Ariodillah menjelaskan, pihaknya telah melakukan penelusuran melalui citra satelit pada tahun 2020, 2021, dan 2022. Ditemukan gerakan bahwa tutupan yang masih ada pada 2017 mulai dibongkar. Selanjutnya, lahan tersebut dijadikan kavling-kavling yang dijual dengan harga murah.
Ditjen PPTR juga telah dua kali memasang plang peringatan yang melarang pembangunan di daerah hutan lindung pada 2020 dan 2022, tetapi dibongkar oleh oknum tidak dikenal. Aktivitas pembangunan tetap berjalan dengan sejumlah rumah telah berdiri.
Menurut Ariodillah, dengan sejumlah bukti yang ada, Budi Sudarmawan selaku Direktur Utama PT Megah Karya Nanjaya dinyatakan melakukan tindakan ilegal dan melanggar Undang-Undang Nomor 26 Pasal 69 Tahun 2007 tentang Penataan Ruang.
Kemudian, Direktorat Penertiban Pemanfaatan Ruang Ditjen PPTR menindaklanjuti hal itu ke Pemerintah Kota Batam, Pemerintah Provinsi Kepulauan Riau, hingga Kepolisian Daerah untuk melakukan penindakan terhadap tersangka.
“Dalam proses yang berjalan hampir satu tahun, Ditjen PPTR telah menemukan tersangka dan berkas perkaranya sudah lengkap atau P21. Berkas telah diserahkan ke Kejaksaan Negeri Batam dan akan disidang dua minggu lagi,” kata Ariodillah.
Lebih lanjut, Ariodillah mengatakan, kasus hutan lindung yang diperjualbelikan ini tidak hanya merugikan negara, tetapi juga warga. Apalagi, kasus ini telah masuk ke tahap transaksi jual beli oleh tersangka secara sepihak. Yang mana, tersangka membuat masterplanĀ palsu tanpa persetujuan Badan Pengusahaan (BP) Batam.

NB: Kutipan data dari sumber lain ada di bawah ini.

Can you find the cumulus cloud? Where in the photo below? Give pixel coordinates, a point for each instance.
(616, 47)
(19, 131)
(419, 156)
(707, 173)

Namun, sesuai dengan peraturan yang berlaku, bangunan yang telah berdiri tetap harus dibongkar dan dipulihkan menjadi hutan kembali. Kini Kementerian ATR/BPN pun mencari solusi agar nasib masyarakat yang telah membeli kavling tersebut dapat tertangani dengan baik.
Rencananya, Kementerian ATR/BPN berkoordinasi dengan Kementerian Pekerjaan Umum dan Perumahan Rakyat (PUPR) untuk menyediakan Rumah Susun Sederhana Sewa (Rusunawa) untuk menampung pembeli yang dirugikan.
Ariodillah mengimbau, agar masyarakat memeriksa sertifikat perumahan yang akan dibeli. Saat ini, kasus tersebut telah diproses ke ranah hukum pidana dan menjadi momentum bagi Kementerian ATR/BPN untuk membuat efek jera bagi mafia lahan.